Despite howls for reform, the only thing separating us from another election disaster of the kind that hit Florida in 2000, and that almost struck again in Ohio in 2004, may simply be another close vote. In this lucid and lively book, Heather Gerken diagnoses what is wrong with our elections and proposes a radically new and simple solution: a Democracy Index that would rate the performance of state and local election systems. A rough equivalent to the U.S. News and World Report ranking of colleges and universities, the Index would focus on problems that matter to all voters: How long does it take to vote? How many ballots get discarded? How often do voting machines break down?
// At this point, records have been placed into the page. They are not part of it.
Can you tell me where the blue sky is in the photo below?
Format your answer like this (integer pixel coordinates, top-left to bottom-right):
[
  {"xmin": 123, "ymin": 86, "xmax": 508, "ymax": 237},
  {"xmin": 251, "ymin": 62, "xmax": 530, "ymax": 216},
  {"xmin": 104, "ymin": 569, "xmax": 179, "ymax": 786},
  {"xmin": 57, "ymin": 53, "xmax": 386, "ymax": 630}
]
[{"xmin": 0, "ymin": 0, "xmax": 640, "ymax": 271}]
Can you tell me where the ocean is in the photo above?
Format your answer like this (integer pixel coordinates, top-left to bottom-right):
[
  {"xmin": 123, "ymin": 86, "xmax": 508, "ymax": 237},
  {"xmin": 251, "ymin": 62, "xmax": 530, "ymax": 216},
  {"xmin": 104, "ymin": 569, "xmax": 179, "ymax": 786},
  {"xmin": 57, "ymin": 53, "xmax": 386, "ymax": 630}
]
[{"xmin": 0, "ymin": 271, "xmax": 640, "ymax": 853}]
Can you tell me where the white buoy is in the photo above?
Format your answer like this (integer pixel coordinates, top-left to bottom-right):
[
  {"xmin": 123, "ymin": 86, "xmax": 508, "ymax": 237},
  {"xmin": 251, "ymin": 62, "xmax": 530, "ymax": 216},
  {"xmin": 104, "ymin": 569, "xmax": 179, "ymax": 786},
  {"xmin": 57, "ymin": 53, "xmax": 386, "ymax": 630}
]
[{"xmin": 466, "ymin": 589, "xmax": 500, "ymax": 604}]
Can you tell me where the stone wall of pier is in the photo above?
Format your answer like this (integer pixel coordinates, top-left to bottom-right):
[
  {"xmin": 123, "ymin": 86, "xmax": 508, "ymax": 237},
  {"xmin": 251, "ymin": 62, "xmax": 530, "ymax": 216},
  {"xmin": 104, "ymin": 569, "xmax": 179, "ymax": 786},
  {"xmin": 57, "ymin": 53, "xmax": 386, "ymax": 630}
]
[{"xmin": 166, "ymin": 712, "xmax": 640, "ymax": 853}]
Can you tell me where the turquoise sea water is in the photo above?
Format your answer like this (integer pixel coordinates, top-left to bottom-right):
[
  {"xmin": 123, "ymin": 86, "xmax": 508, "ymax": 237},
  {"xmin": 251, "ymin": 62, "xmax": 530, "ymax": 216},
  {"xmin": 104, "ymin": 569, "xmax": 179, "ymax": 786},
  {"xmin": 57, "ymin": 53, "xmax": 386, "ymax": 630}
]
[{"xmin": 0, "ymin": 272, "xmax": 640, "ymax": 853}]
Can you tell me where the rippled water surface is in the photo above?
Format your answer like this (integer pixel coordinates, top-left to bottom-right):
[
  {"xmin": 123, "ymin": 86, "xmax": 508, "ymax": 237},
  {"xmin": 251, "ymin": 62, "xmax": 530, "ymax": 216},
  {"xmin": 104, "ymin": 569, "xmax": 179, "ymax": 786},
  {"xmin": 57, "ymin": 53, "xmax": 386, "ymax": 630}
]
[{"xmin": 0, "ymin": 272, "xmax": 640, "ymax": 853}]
And it should work for a simple reason: no one wants to be at the bottom of the list.
For a process that is supposed to be all about counting, U.S. elections yield few reliable numbers about anything--least of all how well the voting system is managed. The Democracy Index would change this with a blueprint for quantifying election performance and reform results, replacing anecdotes and rhetoric with hard data and verifiable outcomes. A fresh vision of reform, this book shows how to drive improvements by creating incentives for politicians, parties, and election officials to join the cause of change and to come up with creative solutions--all without Congress issuing a single regulation.
In clear and energetic terms, The Democracy Index explains how to realize the full potential of the Index while avoiding potential pitfalls. Election reform will never be the same again.
Heather K. Gerken is the J. Skelly Wright Professor of Law at Yale Law School, where she teaches election and constitutional law. She is a frequent media commentator on elections and has written for the New Republic, Roll Call, Legal Affairs, and the Legal Times.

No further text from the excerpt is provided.